Alfven wave propagation in the high solar corona

We consider monochromatic Alfven perturbations propagating upward in the high corona, in the distance range between 2 and 9 solar radii. The corona is made of a closed loop region and of an open flow region, with or without structured streams generated by stationary temperature inhomogeneities in the corona. The wave period is 36 min., the plasma beta varies between 0.25 at the poles and 1.2 at the equator. We integrate the time-dependent, three-dimensional axisymmetric polytropic MHD equations. Filters are used to damp energy at the grid scale. The mean flow and waves are dealt with self-consistently, by using transparent boundary conditions, which prevent spurious reflections at the inner coronal boundary. We find that the mother Alfven wave remains everywhere Alfvenic: the normalized cross-helicity is sigma (c) - 1-10(-3) except within a thin layer around the heliospheric current sheet. The radial evolution depends on the latitude. In a large domain around the heliospheric current sheet, the wave is very strongly damped, whatever its amplitude, by the phase mixing, i.e., the shear of the wave front due to transverse gradients of the Alfven speed and bulk velocity. As a consequence, the Alfven wave nowhere reaches the heliospheric current sheet.
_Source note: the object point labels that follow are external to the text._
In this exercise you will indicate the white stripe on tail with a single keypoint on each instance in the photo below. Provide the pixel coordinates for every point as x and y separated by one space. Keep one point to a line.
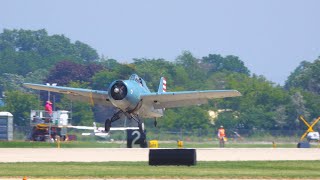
162 85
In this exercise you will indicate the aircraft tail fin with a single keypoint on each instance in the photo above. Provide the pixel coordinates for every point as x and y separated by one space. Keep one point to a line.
162 85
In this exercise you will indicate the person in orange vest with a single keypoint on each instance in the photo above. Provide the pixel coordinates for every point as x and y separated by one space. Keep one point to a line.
221 136
48 109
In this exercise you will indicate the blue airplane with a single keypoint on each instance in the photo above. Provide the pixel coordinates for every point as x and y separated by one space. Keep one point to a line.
133 98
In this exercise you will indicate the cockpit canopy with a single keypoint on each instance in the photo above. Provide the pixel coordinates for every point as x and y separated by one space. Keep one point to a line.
136 78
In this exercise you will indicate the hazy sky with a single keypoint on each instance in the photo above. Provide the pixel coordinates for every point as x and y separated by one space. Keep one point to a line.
272 37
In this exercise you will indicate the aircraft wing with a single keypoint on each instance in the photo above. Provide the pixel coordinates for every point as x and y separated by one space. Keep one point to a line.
185 98
102 128
94 96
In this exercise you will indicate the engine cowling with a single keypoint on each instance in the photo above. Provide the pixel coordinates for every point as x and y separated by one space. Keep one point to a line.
118 90
123 95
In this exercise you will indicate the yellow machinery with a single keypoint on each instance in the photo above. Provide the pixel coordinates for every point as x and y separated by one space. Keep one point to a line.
310 127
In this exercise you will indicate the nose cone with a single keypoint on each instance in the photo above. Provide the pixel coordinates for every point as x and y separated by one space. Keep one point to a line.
116 90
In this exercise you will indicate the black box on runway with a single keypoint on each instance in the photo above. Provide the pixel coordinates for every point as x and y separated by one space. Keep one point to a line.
186 157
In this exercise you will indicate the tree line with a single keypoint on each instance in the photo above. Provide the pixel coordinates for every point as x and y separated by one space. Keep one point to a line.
36 57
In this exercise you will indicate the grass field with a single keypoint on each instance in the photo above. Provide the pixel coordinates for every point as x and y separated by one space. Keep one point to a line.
230 170
103 144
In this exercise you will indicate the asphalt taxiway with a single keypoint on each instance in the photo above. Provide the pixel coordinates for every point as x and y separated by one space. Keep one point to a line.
138 154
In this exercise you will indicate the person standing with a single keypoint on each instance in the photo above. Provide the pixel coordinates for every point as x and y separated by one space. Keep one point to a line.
221 136
48 109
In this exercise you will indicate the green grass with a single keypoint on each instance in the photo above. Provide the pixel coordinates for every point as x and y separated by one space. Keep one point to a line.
103 144
238 170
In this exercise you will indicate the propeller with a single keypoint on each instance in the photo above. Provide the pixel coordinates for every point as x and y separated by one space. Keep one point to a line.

At higher latitudes, and outside structured streams, the amplitude varies in agreement with the WKB prediction, albeit with some dissipation due to nonlinear steepening (depending on the wave amplitude); as a rule, the propagation angle varies, i.e., the propagation is alternatively oblique and quasi-parallel. On the other hand, streams show specific properties: the amplitude does not follow the WKB law, but the propagation angle remains constantly oblique. As a consequence, the streams show a strong minimum in the amplitude of the compressive fluctuations.